The death toll wrought by Thailand's ongoing floods, the worst in 50 years, finally passed 500 in official government counts.
The real figure, however, is surely much higher.
The sanctioned death toll jumped past 500 when Thailand's Department of Disaster Prevention and Mitigation recently added about 60 cases to the sanctioned list.
But most of these lives were lost weeks ago. And only 2 percent of the recorded deaths occurred in the Greater Bangkok area, which has soaked up most of the media's attention.
I pinched that 2 percent figure from an American blogger and linguist by trade — Rikker Dockum or @thai101 on Twitter — who has dutifully maintained an English-language death toll in parallel to the official Thai-language government toll. (Bonus points for keeping up the list as his property takes on floodwaters.)
His spreadsheet offers some telling stats.
Drowning has accounted for nearly 90 percent of Thailand's flooding deaths, followed by electrocution at 5 percent. (Mudslides, lightning strikes and various other causes account for the rest.)

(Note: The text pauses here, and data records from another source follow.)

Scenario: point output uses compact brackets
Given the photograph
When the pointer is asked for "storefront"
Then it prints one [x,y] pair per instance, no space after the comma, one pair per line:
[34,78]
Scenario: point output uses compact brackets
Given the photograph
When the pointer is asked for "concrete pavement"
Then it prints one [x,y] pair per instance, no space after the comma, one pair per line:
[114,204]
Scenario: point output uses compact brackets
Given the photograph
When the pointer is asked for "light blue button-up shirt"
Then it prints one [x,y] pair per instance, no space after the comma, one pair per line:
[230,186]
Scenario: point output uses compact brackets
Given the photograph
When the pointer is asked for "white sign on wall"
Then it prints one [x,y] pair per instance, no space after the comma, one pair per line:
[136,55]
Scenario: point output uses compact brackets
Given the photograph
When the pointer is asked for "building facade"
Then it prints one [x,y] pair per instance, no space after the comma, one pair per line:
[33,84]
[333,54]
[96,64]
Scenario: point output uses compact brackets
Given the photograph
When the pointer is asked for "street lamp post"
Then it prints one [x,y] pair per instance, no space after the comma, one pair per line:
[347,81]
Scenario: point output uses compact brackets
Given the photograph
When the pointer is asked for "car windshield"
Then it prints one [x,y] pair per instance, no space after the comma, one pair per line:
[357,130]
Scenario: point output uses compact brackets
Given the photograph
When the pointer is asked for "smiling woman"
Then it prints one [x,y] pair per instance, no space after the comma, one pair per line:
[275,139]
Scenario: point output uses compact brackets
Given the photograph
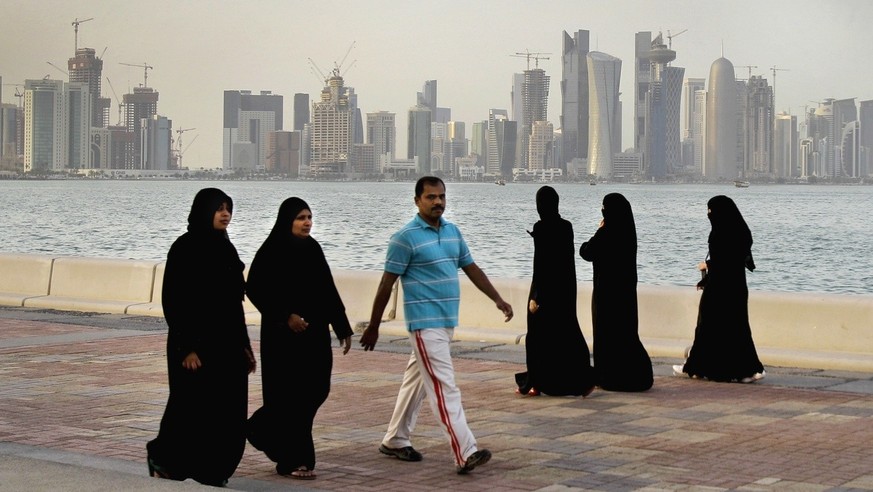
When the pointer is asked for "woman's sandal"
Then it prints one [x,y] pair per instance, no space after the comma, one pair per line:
[531,392]
[158,472]
[303,473]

But this is the most telling figure: only eight deaths logged by the government have taken place in Greater Bangkok, a densely populated area where, for many weeks, millions have lived in homes filled with murky ankle-high or waist-deep water.
If my own tour of the disaster zone is any indication, plenty of families are wading around in rooms where TVs are perched on high shelves and power lines sag into the waters. The electrocution risk is enormous.
We have yet to learn how fatal these floods will prove in Thailand's capital. As outlets publicize the flooding toll's new 500-death high mark, we should be mindful that this grim superlative was probably reached some time ago.
If lives lost from flood-borne diseases are factored in, the toll will continue rising even after the polluted waters drain away.